In like manner we reach the conclusion that the objections made by respondent to the present statute respecting personal property brokers are without merit. Since the legislature has not included in the prohibitions of this act those persons who make loans without security, we may reasonably assume that the legislature has not found any abuse in that business requiring public correction, if indeed it could find such business in existence at all. And since the lending of money upon the security of real estate, or of bank deposits, or of interests in estates, or of contracts, has not been included within the prohibitions of this statute, we may reasonably assume that the legislature has not found that the businesses pertaining to such loans are usually accompanied by the abuses which the legislature was seeking to remedy.

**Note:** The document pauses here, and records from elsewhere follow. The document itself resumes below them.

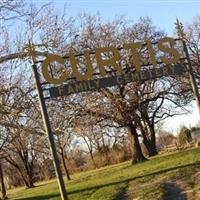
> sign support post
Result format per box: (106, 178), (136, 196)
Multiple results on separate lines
(29, 42), (67, 200)
(175, 19), (200, 114)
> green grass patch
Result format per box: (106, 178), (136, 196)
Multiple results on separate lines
(8, 148), (200, 200)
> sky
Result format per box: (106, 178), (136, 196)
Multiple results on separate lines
(32, 0), (200, 132)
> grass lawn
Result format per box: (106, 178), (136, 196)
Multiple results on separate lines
(8, 148), (200, 200)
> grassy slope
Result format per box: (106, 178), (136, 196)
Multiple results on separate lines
(8, 148), (200, 200)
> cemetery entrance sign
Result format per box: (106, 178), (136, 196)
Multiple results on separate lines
(42, 37), (186, 98)
(29, 20), (200, 200)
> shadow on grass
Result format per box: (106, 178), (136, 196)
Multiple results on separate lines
(162, 182), (187, 200)
(15, 162), (200, 200)
(14, 194), (60, 200)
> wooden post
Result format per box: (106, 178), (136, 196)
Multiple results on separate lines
(29, 41), (67, 200)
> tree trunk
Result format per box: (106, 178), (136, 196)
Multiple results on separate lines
(143, 138), (158, 157)
(90, 150), (97, 169)
(61, 150), (71, 181)
(128, 123), (147, 164)
(0, 163), (8, 200)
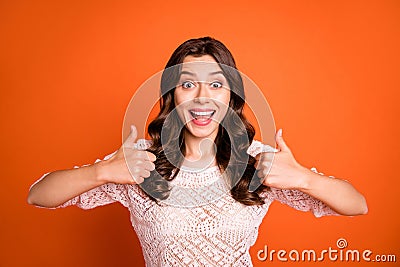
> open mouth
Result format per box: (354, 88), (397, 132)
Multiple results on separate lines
(189, 109), (215, 126)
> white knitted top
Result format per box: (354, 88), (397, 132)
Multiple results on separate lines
(43, 139), (337, 267)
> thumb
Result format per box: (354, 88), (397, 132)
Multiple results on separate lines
(123, 125), (137, 148)
(275, 129), (290, 152)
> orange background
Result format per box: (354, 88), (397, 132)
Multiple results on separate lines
(0, 0), (400, 267)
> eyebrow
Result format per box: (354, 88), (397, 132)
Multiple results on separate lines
(180, 70), (225, 76)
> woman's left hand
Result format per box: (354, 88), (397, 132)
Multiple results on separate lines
(255, 129), (311, 189)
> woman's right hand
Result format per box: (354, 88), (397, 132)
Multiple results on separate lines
(95, 125), (156, 184)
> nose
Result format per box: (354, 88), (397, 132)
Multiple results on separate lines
(194, 82), (210, 104)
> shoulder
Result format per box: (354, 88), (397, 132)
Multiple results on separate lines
(133, 139), (153, 150)
(247, 140), (279, 157)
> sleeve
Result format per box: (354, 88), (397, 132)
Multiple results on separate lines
(32, 139), (150, 209)
(247, 141), (339, 217)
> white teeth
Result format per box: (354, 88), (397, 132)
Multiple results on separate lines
(191, 111), (214, 116)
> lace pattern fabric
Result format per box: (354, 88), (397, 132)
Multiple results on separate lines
(37, 139), (336, 267)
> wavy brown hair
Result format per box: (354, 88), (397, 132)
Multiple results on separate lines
(141, 37), (268, 205)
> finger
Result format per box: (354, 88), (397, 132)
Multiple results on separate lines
(145, 151), (157, 162)
(142, 160), (156, 171)
(122, 125), (137, 148)
(275, 129), (290, 152)
(132, 175), (144, 184)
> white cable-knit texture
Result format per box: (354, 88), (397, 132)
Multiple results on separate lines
(38, 139), (336, 267)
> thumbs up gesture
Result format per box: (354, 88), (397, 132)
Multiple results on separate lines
(255, 129), (309, 189)
(97, 125), (156, 184)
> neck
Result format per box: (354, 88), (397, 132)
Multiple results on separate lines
(183, 132), (217, 168)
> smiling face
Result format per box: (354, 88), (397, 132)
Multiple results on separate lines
(174, 55), (230, 140)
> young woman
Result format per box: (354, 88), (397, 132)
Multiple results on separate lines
(28, 37), (367, 266)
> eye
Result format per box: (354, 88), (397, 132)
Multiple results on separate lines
(181, 81), (195, 89)
(210, 82), (222, 88)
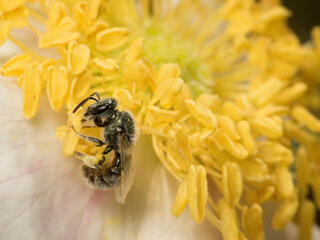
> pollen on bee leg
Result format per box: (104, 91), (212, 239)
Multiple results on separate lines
(61, 108), (83, 157)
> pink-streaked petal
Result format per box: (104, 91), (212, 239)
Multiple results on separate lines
(104, 136), (220, 240)
(0, 80), (109, 239)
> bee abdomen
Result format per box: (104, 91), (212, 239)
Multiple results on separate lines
(82, 165), (120, 190)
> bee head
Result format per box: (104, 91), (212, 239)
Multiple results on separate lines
(81, 98), (118, 126)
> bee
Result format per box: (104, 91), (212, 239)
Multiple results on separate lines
(71, 92), (136, 203)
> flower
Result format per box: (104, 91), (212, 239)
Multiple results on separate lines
(0, 0), (320, 239)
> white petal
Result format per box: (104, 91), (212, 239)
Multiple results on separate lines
(0, 80), (107, 239)
(104, 136), (219, 240)
(0, 80), (220, 240)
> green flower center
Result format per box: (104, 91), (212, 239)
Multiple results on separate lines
(142, 21), (213, 95)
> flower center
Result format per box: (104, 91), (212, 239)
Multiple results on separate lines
(143, 20), (213, 95)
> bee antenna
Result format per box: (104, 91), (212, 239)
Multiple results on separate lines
(72, 96), (99, 113)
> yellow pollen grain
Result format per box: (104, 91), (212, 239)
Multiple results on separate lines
(275, 165), (294, 199)
(0, 53), (32, 77)
(171, 182), (188, 217)
(258, 141), (293, 165)
(218, 200), (239, 240)
(221, 101), (244, 121)
(272, 196), (298, 230)
(38, 17), (80, 48)
(250, 116), (283, 139)
(237, 120), (256, 154)
(47, 66), (69, 111)
(291, 106), (320, 132)
(67, 41), (90, 74)
(218, 116), (240, 140)
(185, 100), (217, 128)
(249, 78), (284, 105)
(222, 162), (242, 207)
(215, 129), (248, 159)
(187, 165), (208, 223)
(298, 200), (316, 240)
(125, 38), (143, 64)
(233, 158), (269, 182)
(296, 147), (312, 197)
(242, 204), (265, 240)
(96, 27), (129, 52)
(70, 71), (92, 103)
(92, 57), (119, 76)
(246, 186), (275, 204)
(22, 62), (43, 119)
(275, 82), (307, 105)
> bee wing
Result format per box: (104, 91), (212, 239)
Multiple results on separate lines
(115, 137), (135, 204)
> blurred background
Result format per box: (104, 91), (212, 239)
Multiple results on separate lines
(282, 0), (320, 42)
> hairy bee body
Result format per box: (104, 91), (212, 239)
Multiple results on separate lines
(73, 93), (136, 203)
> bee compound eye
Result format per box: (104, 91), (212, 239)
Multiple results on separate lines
(93, 105), (107, 114)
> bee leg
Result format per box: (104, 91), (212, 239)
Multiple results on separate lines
(97, 146), (112, 168)
(73, 151), (97, 169)
(72, 92), (100, 113)
(111, 152), (121, 175)
(71, 126), (106, 147)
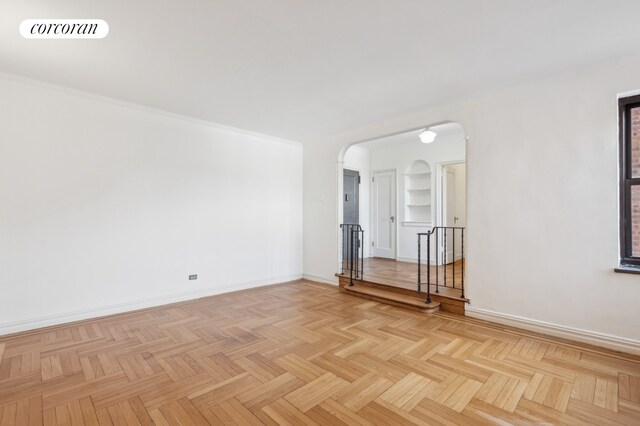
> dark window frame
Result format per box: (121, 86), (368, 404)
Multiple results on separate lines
(618, 95), (640, 268)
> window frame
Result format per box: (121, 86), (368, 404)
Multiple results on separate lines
(618, 95), (640, 268)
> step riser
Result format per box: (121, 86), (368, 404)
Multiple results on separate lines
(338, 275), (465, 315)
(340, 287), (440, 314)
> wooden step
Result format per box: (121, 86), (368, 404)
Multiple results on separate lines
(336, 274), (469, 315)
(340, 284), (440, 313)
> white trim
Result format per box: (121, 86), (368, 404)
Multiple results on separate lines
(0, 274), (302, 337)
(465, 306), (640, 355)
(400, 220), (433, 228)
(0, 71), (303, 147)
(302, 274), (338, 286)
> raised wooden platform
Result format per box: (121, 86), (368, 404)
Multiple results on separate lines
(336, 257), (469, 315)
(340, 284), (440, 313)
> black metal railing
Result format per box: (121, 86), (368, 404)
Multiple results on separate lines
(418, 226), (465, 303)
(340, 223), (364, 286)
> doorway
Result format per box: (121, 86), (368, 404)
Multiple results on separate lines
(342, 169), (360, 225)
(439, 162), (467, 264)
(371, 170), (396, 259)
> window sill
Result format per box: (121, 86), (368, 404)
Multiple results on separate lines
(613, 265), (640, 274)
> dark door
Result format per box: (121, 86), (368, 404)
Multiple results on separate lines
(342, 169), (360, 224)
(342, 169), (360, 259)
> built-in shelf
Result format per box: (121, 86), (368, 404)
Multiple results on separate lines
(402, 160), (431, 226)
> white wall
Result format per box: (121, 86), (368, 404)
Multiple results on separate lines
(0, 76), (302, 334)
(343, 146), (371, 257)
(304, 58), (640, 351)
(370, 135), (465, 261)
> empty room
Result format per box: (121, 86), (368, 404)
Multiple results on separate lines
(0, 0), (640, 426)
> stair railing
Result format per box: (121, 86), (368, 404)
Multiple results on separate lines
(418, 226), (465, 303)
(340, 223), (364, 286)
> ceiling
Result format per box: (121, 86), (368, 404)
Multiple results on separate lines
(355, 123), (465, 149)
(0, 0), (640, 141)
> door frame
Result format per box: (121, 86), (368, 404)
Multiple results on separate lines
(434, 159), (469, 261)
(369, 168), (399, 260)
(341, 167), (362, 225)
(434, 160), (469, 226)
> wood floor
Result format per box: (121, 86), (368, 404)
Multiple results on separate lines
(356, 257), (463, 298)
(0, 281), (640, 425)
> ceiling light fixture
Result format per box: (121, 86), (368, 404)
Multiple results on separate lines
(418, 128), (438, 143)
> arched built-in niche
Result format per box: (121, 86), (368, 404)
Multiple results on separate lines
(404, 160), (431, 224)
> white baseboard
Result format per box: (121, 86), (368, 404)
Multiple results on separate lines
(465, 306), (640, 355)
(302, 274), (338, 285)
(0, 274), (302, 336)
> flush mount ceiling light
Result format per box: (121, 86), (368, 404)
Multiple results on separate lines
(418, 128), (438, 143)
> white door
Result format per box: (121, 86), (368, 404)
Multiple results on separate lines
(371, 171), (396, 259)
(440, 163), (466, 263)
(440, 167), (457, 263)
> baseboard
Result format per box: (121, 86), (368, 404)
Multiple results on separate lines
(0, 274), (302, 337)
(302, 274), (338, 285)
(465, 307), (640, 355)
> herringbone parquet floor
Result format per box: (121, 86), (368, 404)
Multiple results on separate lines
(0, 281), (640, 425)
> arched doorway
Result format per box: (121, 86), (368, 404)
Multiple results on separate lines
(338, 122), (468, 312)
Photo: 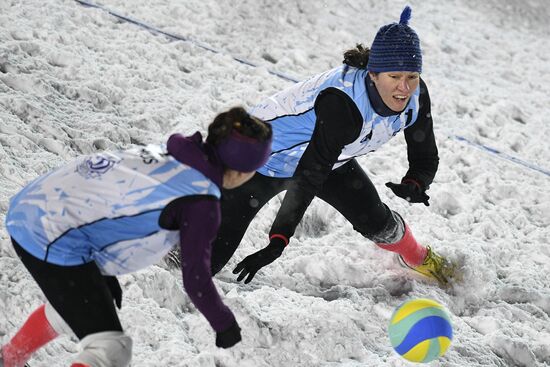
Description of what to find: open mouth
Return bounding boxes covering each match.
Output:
[393,94,409,102]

The exclusion from this act, of the business of taking pledges as security for loans, is accounted for by the terms of the laws already in existence, controlling the business of pawnbrokers. (Pen. Code, sec. 338, et seq.; Levinson v. Boas, 150 Cal. 185, [11 Ann. Cas. 661, 12 L. R. A. (N. S.) 575, 88 P. 825].)
Laws enacted to guard against unreasonable rates of interest are laws against oppression, and should be favorably regarded, as they always have been favored by the common law of England. When there comes into existence in a state a class of business (even though it be within a more general class) wherein it is customary and habitual for those conducting that business to charge excessive rates of interest and take mortgages upon the personal goods, or assignments of the wages of the borrower as security therefor, the legislature may take cognizance of the fact that such business is in existence as a distinct occupation, and may set it apart as a business subject to regulation peculiar to itself, in order to avoid the wrongs incidental to such business when unregulated. Such legislation, as instanced in the present case, is not arbitrary. It is based upon differences which in some reasonable degree, as said in the Miller case, "will account for or justify the peculiar legislation."
The contract in this case being within the description of business defined in the statute, and providing for a rate of interest in excess of two per cent per month, is not "of any force, virtue or effect, either at law or in equity," and the plaintiff has no cause of action thereon.
The judgment is reversed.
James, J., and Shaw, J., concurred.
A petition to have the cause heard in the supreme court, after judgment in the district court of appeal, was denied by the supreme court on April 25, 1914.